One Card to Store Them All?

A silicon valley startup wants to control your wallet- is it the future of payments?


Earlier today, some people behind a website called onlycoin.com let their site go live, and made $50,000 in 40 minutes.

Their product is Coin, an electronic credit card that uses a Square-like scanner to digitally store up to 8 cards- credit, debit, gift or reward- on one, black, .84mm thin card. Press a button (on your credit card), and an electronic display (on your credit card) changes from “Personal” to “Company,” so that you can comp your overpriced business lunch. The waitress swipes it just like any other card, and you get to be the center of attention at the table when everyone leans in to check out your credit card straight out of I Am Robot.

For $55 right now, you can go on to the site and pre-order your card- that won’t ship until Summer 2014.

Born out of Y-Combinator, this certainly will get traction, if only judging by the buzz it has generated in the past 8 hours. But this team, led by Kanishk Parashar, has a vision for the payments space.

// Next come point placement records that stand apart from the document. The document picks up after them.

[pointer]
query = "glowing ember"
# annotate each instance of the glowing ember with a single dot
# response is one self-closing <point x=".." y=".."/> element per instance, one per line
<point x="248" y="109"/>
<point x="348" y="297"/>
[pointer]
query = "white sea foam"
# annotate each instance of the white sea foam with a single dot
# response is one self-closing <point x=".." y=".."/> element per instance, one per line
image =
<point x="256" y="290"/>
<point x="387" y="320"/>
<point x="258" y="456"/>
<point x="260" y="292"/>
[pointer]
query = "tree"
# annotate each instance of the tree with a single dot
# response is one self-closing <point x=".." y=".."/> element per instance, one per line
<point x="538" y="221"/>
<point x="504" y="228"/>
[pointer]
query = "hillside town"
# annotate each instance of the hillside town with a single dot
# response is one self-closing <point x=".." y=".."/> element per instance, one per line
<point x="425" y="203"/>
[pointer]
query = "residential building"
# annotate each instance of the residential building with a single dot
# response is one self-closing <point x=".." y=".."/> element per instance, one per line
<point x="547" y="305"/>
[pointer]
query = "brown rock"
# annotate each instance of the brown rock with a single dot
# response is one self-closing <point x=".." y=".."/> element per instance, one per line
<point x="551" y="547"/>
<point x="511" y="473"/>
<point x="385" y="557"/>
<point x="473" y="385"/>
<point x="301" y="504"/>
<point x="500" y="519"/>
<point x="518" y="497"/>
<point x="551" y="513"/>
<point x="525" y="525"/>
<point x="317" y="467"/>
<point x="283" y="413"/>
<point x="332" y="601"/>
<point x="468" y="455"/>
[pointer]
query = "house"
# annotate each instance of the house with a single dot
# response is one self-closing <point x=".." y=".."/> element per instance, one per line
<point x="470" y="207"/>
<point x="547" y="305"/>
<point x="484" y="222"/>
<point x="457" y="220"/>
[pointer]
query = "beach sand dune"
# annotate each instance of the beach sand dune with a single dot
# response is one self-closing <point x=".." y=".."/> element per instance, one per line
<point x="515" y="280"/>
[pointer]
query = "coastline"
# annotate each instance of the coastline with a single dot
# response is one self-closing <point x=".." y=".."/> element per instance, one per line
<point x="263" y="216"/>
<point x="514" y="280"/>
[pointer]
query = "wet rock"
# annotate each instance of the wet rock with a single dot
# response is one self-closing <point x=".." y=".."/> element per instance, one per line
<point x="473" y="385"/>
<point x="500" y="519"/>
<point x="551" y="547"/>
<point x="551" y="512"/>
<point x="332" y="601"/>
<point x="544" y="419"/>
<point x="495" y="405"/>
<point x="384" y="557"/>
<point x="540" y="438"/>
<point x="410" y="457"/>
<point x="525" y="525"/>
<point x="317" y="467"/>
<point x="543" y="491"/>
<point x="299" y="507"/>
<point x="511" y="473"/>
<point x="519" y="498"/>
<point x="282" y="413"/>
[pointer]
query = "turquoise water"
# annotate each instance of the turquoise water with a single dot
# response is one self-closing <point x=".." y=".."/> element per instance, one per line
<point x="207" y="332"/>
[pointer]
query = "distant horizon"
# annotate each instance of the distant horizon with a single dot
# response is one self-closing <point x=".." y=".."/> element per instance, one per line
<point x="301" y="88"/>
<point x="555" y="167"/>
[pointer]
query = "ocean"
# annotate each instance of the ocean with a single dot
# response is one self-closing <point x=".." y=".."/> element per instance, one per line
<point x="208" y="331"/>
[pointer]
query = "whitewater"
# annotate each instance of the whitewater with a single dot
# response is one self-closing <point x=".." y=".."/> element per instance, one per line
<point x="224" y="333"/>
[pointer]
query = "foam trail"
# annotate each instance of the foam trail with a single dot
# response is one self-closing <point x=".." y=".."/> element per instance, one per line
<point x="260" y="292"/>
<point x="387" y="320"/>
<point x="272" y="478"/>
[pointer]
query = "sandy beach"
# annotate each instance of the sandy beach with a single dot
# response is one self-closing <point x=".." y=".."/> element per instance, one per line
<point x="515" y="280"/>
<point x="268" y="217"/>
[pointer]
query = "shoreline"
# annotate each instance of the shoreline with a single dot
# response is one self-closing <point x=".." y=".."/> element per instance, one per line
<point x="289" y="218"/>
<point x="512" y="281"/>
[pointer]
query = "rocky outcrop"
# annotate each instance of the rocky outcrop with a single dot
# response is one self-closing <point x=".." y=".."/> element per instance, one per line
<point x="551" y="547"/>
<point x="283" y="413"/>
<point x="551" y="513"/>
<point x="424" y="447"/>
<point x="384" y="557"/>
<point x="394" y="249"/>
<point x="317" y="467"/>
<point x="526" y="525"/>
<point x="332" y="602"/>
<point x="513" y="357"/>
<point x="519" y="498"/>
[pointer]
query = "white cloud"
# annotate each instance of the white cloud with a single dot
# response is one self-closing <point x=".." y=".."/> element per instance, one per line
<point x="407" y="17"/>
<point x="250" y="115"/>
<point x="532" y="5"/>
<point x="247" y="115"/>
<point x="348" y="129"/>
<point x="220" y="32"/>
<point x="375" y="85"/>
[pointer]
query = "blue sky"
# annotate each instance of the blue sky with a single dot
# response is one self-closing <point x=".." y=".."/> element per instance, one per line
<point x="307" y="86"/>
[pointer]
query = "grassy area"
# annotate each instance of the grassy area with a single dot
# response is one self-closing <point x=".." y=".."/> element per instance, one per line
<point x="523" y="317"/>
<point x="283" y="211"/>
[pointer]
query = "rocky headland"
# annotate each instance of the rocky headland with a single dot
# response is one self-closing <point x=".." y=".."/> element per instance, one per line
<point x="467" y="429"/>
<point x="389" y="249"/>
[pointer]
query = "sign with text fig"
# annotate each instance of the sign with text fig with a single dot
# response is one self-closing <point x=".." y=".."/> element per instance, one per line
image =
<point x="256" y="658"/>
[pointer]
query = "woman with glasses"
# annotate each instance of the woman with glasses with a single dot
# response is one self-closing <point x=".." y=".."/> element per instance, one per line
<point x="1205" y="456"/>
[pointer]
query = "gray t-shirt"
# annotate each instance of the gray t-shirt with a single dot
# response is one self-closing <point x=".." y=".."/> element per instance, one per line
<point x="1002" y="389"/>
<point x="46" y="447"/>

They’ve built in some nifty features like an auto-disable via Bluetooth LTE if your card and your phone get too far away from each other, and 256-bit encryption and password protection for the security-conscious.

But there’s more questions here, especially with respect to security. What’s stopping people from using this for fraud? For example, how difficult would it be for me to take your credit card, swipe it into my phone (somehow bypassing the authentication process), and go to the town on the nearest Expensive Things Depot?

On the website it says “ you cannot lock your Coin, but you don’t have to. Coin will automatically deactivate if it loses contact with your phone for a period of time that you configure in the Coin mobile app.” But how long before it deactivates? I really can’t press a button on my smartphone to lock/unlock an electronic credit card?

What happens when the waitress accidentally (or not accidentally) presses the button to charge my meal to my personal card instead of my business card? A fingerprint-authentication process would be ideal here.

Also, some people over at Y-Combinator’s forums have noted that the nature of Coin could hurt merchants in fraud situations, due to the intricate and confusing rules that detail the lengths merchants are supposed to go to in order to process a credit card- including taking physical imprints.

Obviously, you can’t take a physical imprint of this product, so the merchant is more liable in chargeback fraud cases when failing to verify identity on an anonymized black card without a name, and/or take an imprint of a card’s 16-digit number.

There’s a lot of questions about Coin, and there will be a lot of challenges they have to overcome to make to success.

But somehow, I found myself pulling out my credit card to pre-order Coin for $55 literally within seconds of seeing the headline of an article about it.